= Iowa Assessments =

Standardized tests for U.S. primary students

The Iowa Assessments (previously the Iowa Test of Basic Skills and originally Iowa Every Pupil Test of Basic Skills) also known informally as the Iowa Tests, formerly known as the ITBS tests or the Iowa Basics, are standardized tests provided as a service to schools by the College of Education of the University of Iowa. Developers Everett Franklin Lindquist, Harry Greene, Ernest Horn, Maude McBroom, and Herbert Spitzer first designed and administered the tests in 1935 as a tool for improving student instruction. The tests are administered to students in kindergarten through eighth grade as part of the Iowa Statewide Testing Programs, a division of the Iowa Testing Programs (ITP). Over decades, participation expanded and currently nearly all school districts in Iowa participate annually in the program, as do many other school districts across the United States. In a cooperative relationship, participating schools receive ITBS test materials, scoring and reporting services and consultation in the use of ITBS for instructional purposes, and ITP utilizes participation by schools in research and test development. Both the ITBS and Iowa Tests of Educational Development (ITED) were revised in the 2011–2012 school year. They were rebranded the Iowa Assessments. In 2016–2017, Iowa Assessments launched their new testing program, Next Generation Iowa Assessments.

==Content==
ITBS are written in levels 5–14. Each test level consists of a series of tests administered in content sections with each section designed to measure specific skills. Test levels 5-8 are administered to students from kindergarten through second grade (K-2). School districts employ the series of tests in primary grades to gain information about classes and students for instructional planning, to supplement teacher observations regarding student abilities, and to establish a basis for subsequent annual evaluation of student progress. Sections for levels 5-8 include: Vocabulary, Word Analysis, Reading Comprehension, Listening, Language, Mathematics, Social Studies (Levels 7 and 8 only), Science (Levels 7 and 8 only), and Sources of Information.

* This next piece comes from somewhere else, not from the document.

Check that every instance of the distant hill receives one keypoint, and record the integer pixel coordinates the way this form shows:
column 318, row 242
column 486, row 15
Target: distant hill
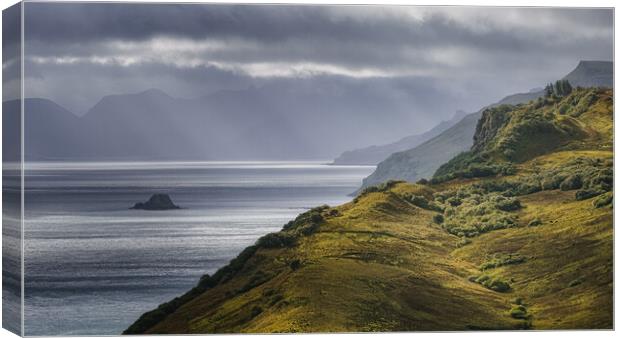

Test levels 9-14 are administered to students from third grade through twelfth grade. Like test levels 5–8, the primary purpose of levels 9-14 is instructional development. School districts use the standardized achievement battery to learn supplementary information useful in choosing curriculum and lesson planning. Teachers may use ITP testing batteries to suggest areas where the skills of individual students are most and least developed. Sections for levels 9-14 include: Vocabulary, Reading Comprehension, Spelling, Capitalization, Punctuation, Usage and Expression, Math Concepts and Estimation, Math Problem Solving and Data Interpretation, Math Computation, Social Studies, Maps and Diagrams, Reference Materials, Word Analysis (Level 9 only), and Listening (Level 9 only).